Quand il se retourna vers elle, Lavande tenait sa tasse de thé, en respirait ses embruns d’une mine parfaitement apaisée, observant d’un œil concentré les trois piles qu’elle avait commencé. Le professeur s’exalta de l’ingéniosité des moldus, prêt à tout pour simuler un peu de magie dans leur suffisance spirituel. Tant d’enthousiasme contenta la jeune fille, qui hocha la tête à ses dires. Oui, les moldus avaient une étrange abnégation de toujours aller de l’avant, quoiqu’en dise la nature. Ils se jetaient corps et âme dans tout ce qui pouvait les soulager, les aider, leur donner de l’espoir. Même s’il s’agissait la plupart du temps de superstition consistant à jeter des pierres à une petite fille, signée de l’aura du démon. Lavande baissa la tête vers son reflet dans la tasse de thé et poussa un long soupir. L’enseignant retourna à son bureau, s’occupant de son propre travail. Aussi la jeune fille s’occupa d’une main un peu distraite de la suite du tri, déblatérant la suite de ses rares connaissances. Peut-être ne devrait-elle pas tant dire au premier rendez-vous. Son savoir n’était pas illimité, car même si elle avait lu beaucoup, sa mémoire n’était pas toujours fiable. Mais ce n’était pas grave : elle apprendrait de nouvelles choses d’ici leurs retrouvailles, rien que pour lui. Quand il évoqua le fait de regretter ne pas avoir pris l’option étude des moldus, Lavande eut un petit rire – mais n’en dit pas plus. Elle retrouvait son laconisme, ne sachant quoi rajouter de plus. Ce n’était pas comme si elle avait choisi de connaître tout ça ; elle aussi, si elle avait été une pleine sorcière, elle s’en serait moquée. Qui sait ce qu’elle aurait pu être…
Mais qu’elle ait perdu les mots n’était pas grave ; car des choses à dire, Belladone Raven en avait plein. Il s’élança dans un grand discours sur toutes ces choses auquel la magie n’y pouvait rien. L’Amour, la Mort… pour l’amour, il prit en exemple les tentatives de la manipuler, tel que les différents philtres d’amour. Une illusion, une obsession vide de sens, crée de toutes pièces, insipide, mortelle. Il déclama préférer attendre des siècles quelque chose qui ne viendrait jamais que de voir un fantôme, une marionnette, se plier à ses désirs sans ressentir cette étincelle qui différencie le besoin de l’envie. Lavande eut un petit sourire amusé.

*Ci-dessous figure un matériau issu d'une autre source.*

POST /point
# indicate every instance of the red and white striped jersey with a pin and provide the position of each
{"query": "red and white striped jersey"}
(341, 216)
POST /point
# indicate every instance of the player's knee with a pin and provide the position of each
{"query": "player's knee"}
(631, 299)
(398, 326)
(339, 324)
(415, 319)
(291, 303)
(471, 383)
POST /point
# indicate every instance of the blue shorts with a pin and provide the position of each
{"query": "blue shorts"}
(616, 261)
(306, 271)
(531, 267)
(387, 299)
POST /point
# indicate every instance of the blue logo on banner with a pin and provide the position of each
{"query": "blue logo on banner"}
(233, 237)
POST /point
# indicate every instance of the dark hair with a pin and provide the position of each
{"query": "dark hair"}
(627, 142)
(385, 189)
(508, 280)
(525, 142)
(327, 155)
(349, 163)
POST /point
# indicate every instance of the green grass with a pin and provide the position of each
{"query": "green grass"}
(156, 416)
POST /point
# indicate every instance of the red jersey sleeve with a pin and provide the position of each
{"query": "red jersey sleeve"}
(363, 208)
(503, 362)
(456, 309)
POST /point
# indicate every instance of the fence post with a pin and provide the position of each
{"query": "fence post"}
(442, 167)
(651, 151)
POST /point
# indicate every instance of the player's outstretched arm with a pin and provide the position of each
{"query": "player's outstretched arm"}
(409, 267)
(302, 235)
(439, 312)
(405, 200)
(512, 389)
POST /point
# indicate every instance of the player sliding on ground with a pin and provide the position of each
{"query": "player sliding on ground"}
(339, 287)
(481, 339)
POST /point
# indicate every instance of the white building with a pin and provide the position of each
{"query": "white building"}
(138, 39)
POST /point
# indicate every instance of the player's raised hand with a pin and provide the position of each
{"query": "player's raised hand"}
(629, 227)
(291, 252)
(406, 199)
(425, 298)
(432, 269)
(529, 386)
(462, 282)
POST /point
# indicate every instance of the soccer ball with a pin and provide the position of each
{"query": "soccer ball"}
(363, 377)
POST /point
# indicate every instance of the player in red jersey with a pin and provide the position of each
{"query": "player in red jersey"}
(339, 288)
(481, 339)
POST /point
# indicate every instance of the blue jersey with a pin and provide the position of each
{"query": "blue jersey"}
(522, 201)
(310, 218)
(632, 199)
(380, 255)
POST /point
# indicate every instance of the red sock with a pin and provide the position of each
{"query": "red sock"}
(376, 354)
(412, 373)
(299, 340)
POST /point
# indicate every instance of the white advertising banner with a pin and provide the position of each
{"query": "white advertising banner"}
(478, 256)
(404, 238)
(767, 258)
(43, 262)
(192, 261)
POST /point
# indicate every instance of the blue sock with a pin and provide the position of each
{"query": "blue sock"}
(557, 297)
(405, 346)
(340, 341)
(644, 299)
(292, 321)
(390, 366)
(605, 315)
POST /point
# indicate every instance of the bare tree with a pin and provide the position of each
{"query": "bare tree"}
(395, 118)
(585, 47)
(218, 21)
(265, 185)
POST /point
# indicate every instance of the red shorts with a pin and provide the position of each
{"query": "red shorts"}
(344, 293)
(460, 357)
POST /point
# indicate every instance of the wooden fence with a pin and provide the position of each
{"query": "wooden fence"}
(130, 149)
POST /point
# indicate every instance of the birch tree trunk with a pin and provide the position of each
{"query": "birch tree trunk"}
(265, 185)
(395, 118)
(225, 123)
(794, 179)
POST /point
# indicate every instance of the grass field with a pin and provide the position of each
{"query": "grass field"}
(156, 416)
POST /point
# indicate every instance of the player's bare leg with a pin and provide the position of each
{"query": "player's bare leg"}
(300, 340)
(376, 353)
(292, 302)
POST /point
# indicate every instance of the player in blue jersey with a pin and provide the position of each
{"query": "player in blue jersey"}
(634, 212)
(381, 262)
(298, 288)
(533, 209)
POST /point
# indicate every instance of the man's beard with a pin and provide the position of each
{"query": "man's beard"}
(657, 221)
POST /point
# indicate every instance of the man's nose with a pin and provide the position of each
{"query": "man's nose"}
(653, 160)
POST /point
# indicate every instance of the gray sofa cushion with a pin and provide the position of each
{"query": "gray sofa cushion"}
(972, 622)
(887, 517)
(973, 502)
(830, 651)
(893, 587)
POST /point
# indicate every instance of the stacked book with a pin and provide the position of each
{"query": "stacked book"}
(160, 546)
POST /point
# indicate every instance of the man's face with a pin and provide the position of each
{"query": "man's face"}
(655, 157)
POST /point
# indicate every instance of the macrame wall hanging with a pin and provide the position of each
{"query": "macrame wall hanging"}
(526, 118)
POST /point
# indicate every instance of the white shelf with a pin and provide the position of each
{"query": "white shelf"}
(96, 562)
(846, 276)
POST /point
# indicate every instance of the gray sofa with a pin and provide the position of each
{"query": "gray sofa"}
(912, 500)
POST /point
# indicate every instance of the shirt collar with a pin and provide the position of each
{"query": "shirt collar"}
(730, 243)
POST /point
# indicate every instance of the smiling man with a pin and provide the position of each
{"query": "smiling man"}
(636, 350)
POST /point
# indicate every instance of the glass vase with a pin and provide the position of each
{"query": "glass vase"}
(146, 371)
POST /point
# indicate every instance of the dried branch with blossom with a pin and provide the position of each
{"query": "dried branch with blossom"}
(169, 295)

— Non, je n’en ai jamais entendu parler… enfin, je sais que c’est populaire parmi les sorciers.
La née-moldue ne s’était intéressée plus que ça aux us et coutumes de ce qui se faisait dans les familles sorcières. Elle aurait pu, si elle avait su à quel point cela était nécessaire, à quel point il lui aurait fallu mentir pour se faire accepter. Mais elle n’en avait pas eu le temps, ni l’esprit. Pour une Serpentard, Lavande était cruellement trop honnête. Elle glissait ses pensées jusqu’à ses lèvres, sans jamais réfléchir à leurs pertinences. Même si elle parlait peu, le peu qu’elle disait venait du coeur. La jeune fille termina sa tasse de thé à la violette et posa sa porcelaine blanche sur un coin de la table. Prenant une petite pile de parchemin sur ses genoux, elle poursuivit :
— La mort ? Une loi immuable de la nature ? Oui, certainement… on ne peut pas faire tomber quelqu’un amoureux de soi, et on ne peut pas faire revenir quelqu’un de l’au-delà. Mais il est tellement facile de tuer avec de la magie… un claquement de doigt. On peut attendre éternellement l’amour… il ne viendra même probablement jamais. Mais on attend jamais la mort, elle viendra quoiqu’il arrive.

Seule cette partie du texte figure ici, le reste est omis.